Acidosis is one of the important cause of the protein-energy wasting (Kidney int. 2008,73,391-398). Unfortunately, bicarbonate was not measured in this study, because the present study was retrospectively performed. However, this comment is important. We add this in the limitation section of the revised manuscript.
Round 2
Reviewer 1 Report
Authors have revised their text and responded to the comments.
Author Response
Thank you very much.
Reviewer 2 Report
1. A more extensive review of previous publications will be better.
2. The main purpose to develop a new parameter for a prognostic prediction is that it makes better prediction. It would be better if you can show that combining GNRI and ECF/ICF ratio can predict better then either age, CRP or creatinine.
3. Why did you correct the data of the percentage of hypertension in each group?
Author Response
Response to Reviewer 2
Thank you very much for your constructive comments.
A more extensive review of previous publications will be better.
Thank you very much for the comment.
We included previous publications enough to understand our paper.
The main purpose to develop a new parameter for a prognostic prediction is that it makes better prediction. It would be better if you can show that combining GNRI and ECF/ICF ratio can predict better then either age, CRP or creatinine.

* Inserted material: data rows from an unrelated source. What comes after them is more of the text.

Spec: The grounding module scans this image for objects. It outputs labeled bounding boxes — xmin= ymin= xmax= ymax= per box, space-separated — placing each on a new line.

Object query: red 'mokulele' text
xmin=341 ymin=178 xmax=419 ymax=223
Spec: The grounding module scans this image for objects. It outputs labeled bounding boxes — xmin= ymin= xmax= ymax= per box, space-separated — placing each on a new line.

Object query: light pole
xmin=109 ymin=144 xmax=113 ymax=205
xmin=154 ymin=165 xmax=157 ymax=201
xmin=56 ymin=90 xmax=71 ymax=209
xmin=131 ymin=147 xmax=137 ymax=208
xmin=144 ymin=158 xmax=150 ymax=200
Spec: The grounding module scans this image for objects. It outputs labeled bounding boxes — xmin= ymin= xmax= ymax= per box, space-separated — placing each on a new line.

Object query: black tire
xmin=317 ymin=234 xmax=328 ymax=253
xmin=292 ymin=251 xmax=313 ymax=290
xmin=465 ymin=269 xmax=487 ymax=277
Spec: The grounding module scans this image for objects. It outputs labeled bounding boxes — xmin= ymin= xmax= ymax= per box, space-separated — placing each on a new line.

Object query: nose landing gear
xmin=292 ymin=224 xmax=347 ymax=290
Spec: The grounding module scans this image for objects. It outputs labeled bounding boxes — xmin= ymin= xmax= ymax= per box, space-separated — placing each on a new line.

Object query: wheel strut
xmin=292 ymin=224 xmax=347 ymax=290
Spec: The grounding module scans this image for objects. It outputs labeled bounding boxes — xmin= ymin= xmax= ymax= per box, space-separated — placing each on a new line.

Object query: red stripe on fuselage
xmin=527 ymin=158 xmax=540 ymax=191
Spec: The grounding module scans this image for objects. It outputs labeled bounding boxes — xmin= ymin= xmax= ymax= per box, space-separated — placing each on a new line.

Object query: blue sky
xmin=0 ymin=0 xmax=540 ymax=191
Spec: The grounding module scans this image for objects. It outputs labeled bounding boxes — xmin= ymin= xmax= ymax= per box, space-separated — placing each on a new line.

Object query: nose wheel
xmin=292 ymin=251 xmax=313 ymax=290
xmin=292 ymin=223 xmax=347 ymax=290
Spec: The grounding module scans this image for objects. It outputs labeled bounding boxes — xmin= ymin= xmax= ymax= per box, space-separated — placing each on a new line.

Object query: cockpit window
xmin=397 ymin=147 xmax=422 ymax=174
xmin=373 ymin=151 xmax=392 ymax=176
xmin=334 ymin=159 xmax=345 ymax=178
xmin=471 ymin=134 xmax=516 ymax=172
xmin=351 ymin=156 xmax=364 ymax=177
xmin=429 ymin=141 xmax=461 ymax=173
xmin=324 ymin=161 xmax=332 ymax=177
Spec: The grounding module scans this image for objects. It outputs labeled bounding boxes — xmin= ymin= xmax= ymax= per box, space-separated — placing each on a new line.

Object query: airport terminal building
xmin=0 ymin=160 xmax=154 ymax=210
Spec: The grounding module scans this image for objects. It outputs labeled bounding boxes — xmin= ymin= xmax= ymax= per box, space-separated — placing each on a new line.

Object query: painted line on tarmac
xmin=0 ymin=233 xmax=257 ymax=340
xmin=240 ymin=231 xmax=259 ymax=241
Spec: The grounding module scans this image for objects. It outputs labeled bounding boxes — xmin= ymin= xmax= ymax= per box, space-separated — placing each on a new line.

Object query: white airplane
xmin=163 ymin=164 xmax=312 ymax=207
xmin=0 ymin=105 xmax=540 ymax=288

Thank you very much for the comment.
We have already shown that the C-index for all-cause and cardiovascular mortality significantly improved by adding the combined GNRI and ECF/ICF ratio to the established risk model including age, CRP, and creatinine. Similar results were obtained for NRI and IDI. You can check this in the result section of model discrimination and in Table 4.
Why did you correct the data of the percentage of hypertension in each group?
Thank you very much for the comment.
As you mentioned, the percentage of hypertension was high in our study. So, we reviewed blood pressure before hemodialysis session and anti-hypertensive medications in all patients. And, we found that the definition of hypertension was ambiguous. Therefore, we reanalyzed data after hypertension was defined as systolic blood pressure ≥ 140 mmHg and/or diastolic blood pressure ≥ 90 mmHg before hemodialysis session, or taking anti-hypertensive drugs.